Mikhail Piotrovsky: As far as the relics are concerned, I absolutely agree. We prepared a list of relics — the Hermitage has some 50 fragments of relics — for possible return to the Church. Everything had been agreed upon, but, when it came time to transfer the relics in the Kremlin, it turned out that, in addition to the relics, we were also supposed to return the vessels in which they were kept — vessels which are of artistic value.

And so, in Moscow everything came to a standstill. But all the preparations have been made so as to do this. We, incidentally, have returned some Armenian Church relics.

RG: The Church wants to get back what was taken from it, but museums are resisting. Why?

M.P.: The historical role of museums has always been to preserve the cultural heritage — part of which is the ecclesiastical heritage — and to pass it down in a somewhat different context. It is true that during the revolution the cultural values of opponents were trampled, but one of the functions of museums is to take things out of the previous context, call them art and, already independently, preserve them.

Nazary: Hung in a museum like a painting, an icon doesn’t lose its sacred content; but this doesn’t depend on the museum.

M.P.: However, museums are visited by people who do not go to church. Therefore it is very important that they see in museums our religious art.

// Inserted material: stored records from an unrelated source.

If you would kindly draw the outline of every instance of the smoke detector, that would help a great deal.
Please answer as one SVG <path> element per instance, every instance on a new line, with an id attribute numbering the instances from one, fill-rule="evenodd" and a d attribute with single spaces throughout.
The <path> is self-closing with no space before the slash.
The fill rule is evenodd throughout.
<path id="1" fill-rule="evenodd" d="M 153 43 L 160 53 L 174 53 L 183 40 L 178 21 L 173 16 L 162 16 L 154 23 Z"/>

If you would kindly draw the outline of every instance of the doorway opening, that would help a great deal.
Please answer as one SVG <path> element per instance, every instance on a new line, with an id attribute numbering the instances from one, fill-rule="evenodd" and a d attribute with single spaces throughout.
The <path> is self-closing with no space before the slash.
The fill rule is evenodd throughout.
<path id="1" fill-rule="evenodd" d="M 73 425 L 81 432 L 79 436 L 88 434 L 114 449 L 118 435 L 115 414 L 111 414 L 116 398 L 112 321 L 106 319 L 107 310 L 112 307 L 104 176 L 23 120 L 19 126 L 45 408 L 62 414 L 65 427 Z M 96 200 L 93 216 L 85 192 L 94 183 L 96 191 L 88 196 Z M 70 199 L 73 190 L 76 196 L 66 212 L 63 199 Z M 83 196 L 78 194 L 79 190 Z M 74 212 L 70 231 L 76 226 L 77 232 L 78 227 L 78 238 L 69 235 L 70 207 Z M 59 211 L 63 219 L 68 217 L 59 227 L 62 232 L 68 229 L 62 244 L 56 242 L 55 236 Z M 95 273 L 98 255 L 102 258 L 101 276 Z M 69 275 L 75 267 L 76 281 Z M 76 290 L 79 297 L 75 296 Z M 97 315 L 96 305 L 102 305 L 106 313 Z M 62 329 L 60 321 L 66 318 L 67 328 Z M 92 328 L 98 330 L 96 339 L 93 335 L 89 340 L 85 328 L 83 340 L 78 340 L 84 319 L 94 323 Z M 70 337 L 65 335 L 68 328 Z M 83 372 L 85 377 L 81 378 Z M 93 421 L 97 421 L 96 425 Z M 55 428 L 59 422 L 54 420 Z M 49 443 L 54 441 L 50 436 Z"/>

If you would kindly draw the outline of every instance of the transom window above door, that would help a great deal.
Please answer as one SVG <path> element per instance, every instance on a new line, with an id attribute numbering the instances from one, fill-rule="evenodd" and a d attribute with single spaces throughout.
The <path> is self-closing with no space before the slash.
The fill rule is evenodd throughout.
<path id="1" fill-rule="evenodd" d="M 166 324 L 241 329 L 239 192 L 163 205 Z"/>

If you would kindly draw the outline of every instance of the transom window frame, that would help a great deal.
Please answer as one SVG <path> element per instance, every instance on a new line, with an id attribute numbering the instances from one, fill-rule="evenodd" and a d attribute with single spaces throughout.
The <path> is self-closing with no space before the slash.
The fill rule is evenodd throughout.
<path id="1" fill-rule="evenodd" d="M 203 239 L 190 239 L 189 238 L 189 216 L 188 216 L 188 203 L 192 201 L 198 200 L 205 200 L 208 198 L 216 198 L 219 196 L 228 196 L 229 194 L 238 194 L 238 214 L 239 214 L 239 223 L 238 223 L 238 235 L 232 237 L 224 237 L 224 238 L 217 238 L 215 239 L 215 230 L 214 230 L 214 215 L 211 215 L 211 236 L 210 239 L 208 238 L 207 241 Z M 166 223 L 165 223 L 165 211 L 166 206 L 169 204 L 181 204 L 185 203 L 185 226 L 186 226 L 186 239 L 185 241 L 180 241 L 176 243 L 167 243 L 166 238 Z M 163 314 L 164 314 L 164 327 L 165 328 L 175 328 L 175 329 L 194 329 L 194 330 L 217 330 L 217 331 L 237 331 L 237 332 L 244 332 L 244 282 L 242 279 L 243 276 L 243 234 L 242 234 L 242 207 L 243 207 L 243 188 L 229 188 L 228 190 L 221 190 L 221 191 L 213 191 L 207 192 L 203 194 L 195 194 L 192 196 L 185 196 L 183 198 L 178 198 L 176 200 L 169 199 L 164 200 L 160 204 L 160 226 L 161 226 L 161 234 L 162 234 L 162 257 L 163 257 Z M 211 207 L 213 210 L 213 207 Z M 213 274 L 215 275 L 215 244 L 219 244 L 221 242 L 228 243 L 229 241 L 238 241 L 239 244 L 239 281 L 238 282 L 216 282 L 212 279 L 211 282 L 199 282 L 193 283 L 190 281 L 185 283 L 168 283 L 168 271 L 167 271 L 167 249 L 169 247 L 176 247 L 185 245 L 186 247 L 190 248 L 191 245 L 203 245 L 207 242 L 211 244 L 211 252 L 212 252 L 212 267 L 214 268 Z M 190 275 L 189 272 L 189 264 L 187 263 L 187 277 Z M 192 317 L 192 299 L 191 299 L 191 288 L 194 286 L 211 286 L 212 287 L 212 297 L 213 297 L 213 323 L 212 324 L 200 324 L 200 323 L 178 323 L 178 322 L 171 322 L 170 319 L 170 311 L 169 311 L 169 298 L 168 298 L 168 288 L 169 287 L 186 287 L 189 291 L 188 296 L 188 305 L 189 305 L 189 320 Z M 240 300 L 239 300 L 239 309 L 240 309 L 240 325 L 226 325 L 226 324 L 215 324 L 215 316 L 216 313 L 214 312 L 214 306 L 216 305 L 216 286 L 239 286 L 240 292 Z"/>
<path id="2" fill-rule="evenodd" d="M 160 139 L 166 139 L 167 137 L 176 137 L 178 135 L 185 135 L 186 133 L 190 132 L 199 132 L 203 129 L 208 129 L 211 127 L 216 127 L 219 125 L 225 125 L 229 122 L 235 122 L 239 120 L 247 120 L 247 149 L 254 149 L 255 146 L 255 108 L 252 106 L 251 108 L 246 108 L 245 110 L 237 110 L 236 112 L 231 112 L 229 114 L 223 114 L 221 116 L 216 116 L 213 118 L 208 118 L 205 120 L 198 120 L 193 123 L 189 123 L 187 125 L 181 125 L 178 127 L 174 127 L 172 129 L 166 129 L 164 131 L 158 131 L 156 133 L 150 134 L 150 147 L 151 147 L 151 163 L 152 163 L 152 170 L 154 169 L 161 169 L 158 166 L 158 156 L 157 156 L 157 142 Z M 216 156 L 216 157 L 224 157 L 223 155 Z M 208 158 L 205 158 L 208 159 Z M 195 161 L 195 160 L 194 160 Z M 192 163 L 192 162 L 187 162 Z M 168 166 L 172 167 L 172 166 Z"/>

Nazary: Anyone can walk into a museum or a church. We don’t ask people at the door: “Are you a believer or not?”

RG: Do you have examples of decisions that suited both sides?

Nazary: We have precedents of collaboration. For the millennium of the Baptism of Rus, museums gave our monastery 15 objects on loan. Every year, we report on them and confirm our responsibility for them. In our life, the public looks only for examples of dull-wittedness. No, if there is a basis and serious arguments, the Church will make compromises and not just “grab,” as angry bloggers claim: “The Church wants a ton and a half of silver.” But silver is important only because what is so very holy should not be in plastic.

We do not need the state to bring us a ton and a half of silver in bars.

RG: Can the Church calmly accept objects returned to it by museums and guarantee their safety?

Nazary: We often hear the accusation: “The Church will not be able to preserve museum valuables.” There is some truth in this. It’s not any church or monastery that is qualified to preserve a cultural masterpiece. But I can say with complete accountability: our lavra is qualified. We have a studio for restoration and experienced specialists, and the possibility of showing objects of great cultural value in exhibitions in our museum.

But I will not deny that there are churches in which a cultural masterpiece could be lost. When I sometimes visit the ancient churches in the Yaroslavl region and see beautiful icons being carefully wiped, even though their top layer of paint is ready to come off as it is, I feel as if I might have a heart attack.

RG: So churches need modern museum technologies?

Nazary: Of course! We don’t want amateurs; we seek only licensed specialists to do our restoration work, although they charge much more. Mikhail Borisovich, will you be surprised if I tell you that some of our workers are from the Hermitage?

M.P.: And why not, if it’s after their main workday?

Nazary: In addition to expositions, monasteries and churches need special storage vaults built according to all the rules, with temperature control and so on. In this connection, I had a “seditious” but important thought.

If the Church and museums were to arrive at a genuine understanding, then our icons — cultural masterpieces — could be kept in their storage vaults, on the condition that they remained ours, and, when necessary, we could take them for services or for exhibitions in our church museum. We would draw up an agreement on handing them over for safekeeping, and, by way of payment, we could give the museum the right to show them.

M.P.: That’s right. Dynamic scenarios like that should work in the 21st century. At the same time, we need a system of guarantees, electronic surveillance and so forth. I think that museum objects could be with the Church temporarily, and church objects temporarily in a museum, where they could be the subjects of scientific investigations.